Wally Butterworth
Hebert Wallace “Wally” Butterworth was an American radio announcer and host of variety and quiz shows.
Born in Philadelphia, Butterworth aspired to be a singer from an early age. He took singing lessons and after graduating from Swarthmore High School as president of his class, went on two successful singing tours in Canada and the eastern United States.
Butterworth auditioned for the role as an announcer for NBC radio in New York City in the early 1930s. He got the job and was stationed in Chicago, Illinois. He covered the Chicago Civic Opera, the Symphony, football games and livestock parades. After a stint in the Navy, he was hired as the announcer of Vox Pop, but in 1936, co-host Jerry Belcher left the program, and Butterworth took over as host. In 1939, the show moved from NBC radio to CBS radio.
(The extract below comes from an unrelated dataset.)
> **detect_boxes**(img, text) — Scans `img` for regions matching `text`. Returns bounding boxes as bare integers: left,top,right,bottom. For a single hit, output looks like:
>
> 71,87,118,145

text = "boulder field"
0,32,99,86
His work on Vox Pop led Butterworth to host and create other quiz programs, some of his own design. This continued from the late 1930s until the early 1960s. Butterworth lost a lawsuit against General Electric over a contract for a television quiz show which he felt was directly modeled after one of his radio programs.
The lawsuit between Butterworth and GE led him to become politically active. He broadcast a radio program in Atlanta on which he opposed the NAACP convention and attacked blacks, non-Christians and Catholics. The show was cancelled after being on the air for only two weeks, and the resulting lawsuit he filed against the radio station ended unsuccessfully. Around 1961, the Georgia offshoot of the Ku Klux Klan, the National Knights of the Ku Klux Klan used recordings narrated by Butterworth to spread its pitch. Butterworth also organized the Defensive Legion of Registered Americans in 1962, and narrated a series of spoken voice recordings for the Christian Voters and Buyers League, promoting anti-Semitism, racism, and a boycott of Kosher products.
Butterworth died in Pennsylvania on February 24, 1974.